Book – $18.00 CA
ISBN — 978-1-988149-12-7
海岸線にいる生き物たち is the Japanese translation of Cindy Mochizuki's Things on the Shoreline. The illustrated storybook is the culmination of a collaborative project initiated by Access Gallery, visual artist Cindy Mochizuki, and the students of Lord Strathcona Elementary School and the Vancouver Japanese Language School. Working with a drawing process that began with the visualization of a barren seashore—the empty page—and using the simple materials of ink, salt, and imagination, the classroom workshops brought forth a raucous population of whimsical inky creaturely things. The results of these workshops were exhibited at Access Gallery between February 12 and April 16, 2016. The final iteration of the project is a limited-edition, hard-bound children’s storybook, written and illustrated by Mochizuki, which draws its inspiration from these student-led workshops. The story’s plot line follows the metaphor of the drawing process, showing how—with a little patience—an empty shoreline holds the potential for all kinds of unexpected Things to spring forth.

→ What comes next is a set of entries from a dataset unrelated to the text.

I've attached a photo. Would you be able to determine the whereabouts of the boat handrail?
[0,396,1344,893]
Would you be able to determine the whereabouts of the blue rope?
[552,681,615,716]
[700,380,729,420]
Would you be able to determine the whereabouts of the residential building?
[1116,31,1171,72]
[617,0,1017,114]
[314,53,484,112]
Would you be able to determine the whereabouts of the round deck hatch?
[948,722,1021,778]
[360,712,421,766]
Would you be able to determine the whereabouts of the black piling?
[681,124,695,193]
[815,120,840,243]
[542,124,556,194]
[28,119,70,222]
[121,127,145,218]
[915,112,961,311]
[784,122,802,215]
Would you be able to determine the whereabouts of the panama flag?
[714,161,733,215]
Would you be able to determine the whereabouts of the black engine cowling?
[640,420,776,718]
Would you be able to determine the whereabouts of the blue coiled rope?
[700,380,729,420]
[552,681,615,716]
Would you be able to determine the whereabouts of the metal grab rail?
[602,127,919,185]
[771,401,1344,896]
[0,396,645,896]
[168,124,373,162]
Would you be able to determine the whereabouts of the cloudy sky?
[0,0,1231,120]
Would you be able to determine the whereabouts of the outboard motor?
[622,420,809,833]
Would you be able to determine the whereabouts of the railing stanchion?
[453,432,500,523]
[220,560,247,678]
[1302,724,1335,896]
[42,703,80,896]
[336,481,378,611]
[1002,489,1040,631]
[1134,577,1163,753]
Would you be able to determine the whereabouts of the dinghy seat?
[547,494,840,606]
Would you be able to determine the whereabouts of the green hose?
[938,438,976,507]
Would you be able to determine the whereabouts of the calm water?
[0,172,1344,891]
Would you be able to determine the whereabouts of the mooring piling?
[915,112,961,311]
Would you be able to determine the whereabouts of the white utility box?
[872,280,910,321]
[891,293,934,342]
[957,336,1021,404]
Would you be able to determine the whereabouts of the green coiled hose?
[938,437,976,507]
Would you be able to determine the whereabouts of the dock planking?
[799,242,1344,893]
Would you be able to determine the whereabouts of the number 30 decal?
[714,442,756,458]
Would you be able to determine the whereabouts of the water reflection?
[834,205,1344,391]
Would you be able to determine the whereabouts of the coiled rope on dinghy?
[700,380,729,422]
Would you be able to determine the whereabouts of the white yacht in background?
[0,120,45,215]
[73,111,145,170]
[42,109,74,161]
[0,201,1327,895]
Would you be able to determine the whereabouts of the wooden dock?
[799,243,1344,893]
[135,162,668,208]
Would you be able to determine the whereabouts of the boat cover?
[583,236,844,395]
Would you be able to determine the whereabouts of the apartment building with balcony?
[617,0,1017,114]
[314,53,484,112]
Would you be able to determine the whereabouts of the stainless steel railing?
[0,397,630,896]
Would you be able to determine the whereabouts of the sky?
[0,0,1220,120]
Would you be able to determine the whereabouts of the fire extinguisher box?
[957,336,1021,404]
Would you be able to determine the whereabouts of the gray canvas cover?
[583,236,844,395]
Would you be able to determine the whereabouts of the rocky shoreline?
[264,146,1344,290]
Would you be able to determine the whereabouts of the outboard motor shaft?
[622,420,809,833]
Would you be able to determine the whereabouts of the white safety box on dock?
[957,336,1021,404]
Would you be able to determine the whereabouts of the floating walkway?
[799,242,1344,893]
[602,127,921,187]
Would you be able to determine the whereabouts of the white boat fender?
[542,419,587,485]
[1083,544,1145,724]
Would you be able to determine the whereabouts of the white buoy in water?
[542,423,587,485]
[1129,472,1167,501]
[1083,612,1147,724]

Cindy Mochizuki creates installations, performance, animation, drawings, and community-engaged projects which consider spaces that embody both the fictional and documentary. Often working with archival sources, memory work and interviews; her practice revisits historical and personal memory. A large body of her work investigates narratives and memories within the archive of familial architecture, including childhood spaces, home videos, photography, and oral histories. Her community-engaged projects include Shako Club (Grunt Gallery, 2015), Fortune House (Koganecho Bazaar, 2014), and Bow Wow and Slow Trades & The Collections Turtle (City of Vancouver Parks Board Strathcona Field House, 2013). Recent exhibitions include: AIR 475, (2014) Yonago, Japan, Fictive Communities Asia, Koganecho Bazaar (2014), On the Subject of Ghosts, Hamilton Artists Inc (2013), Yokai & Other Spirits, Toronto Japanese Canadian Cultural Centre (2013), and To|From BC Electric Railway 100 Years, Vancouver International Centre for Contemporary Asian Art (2012).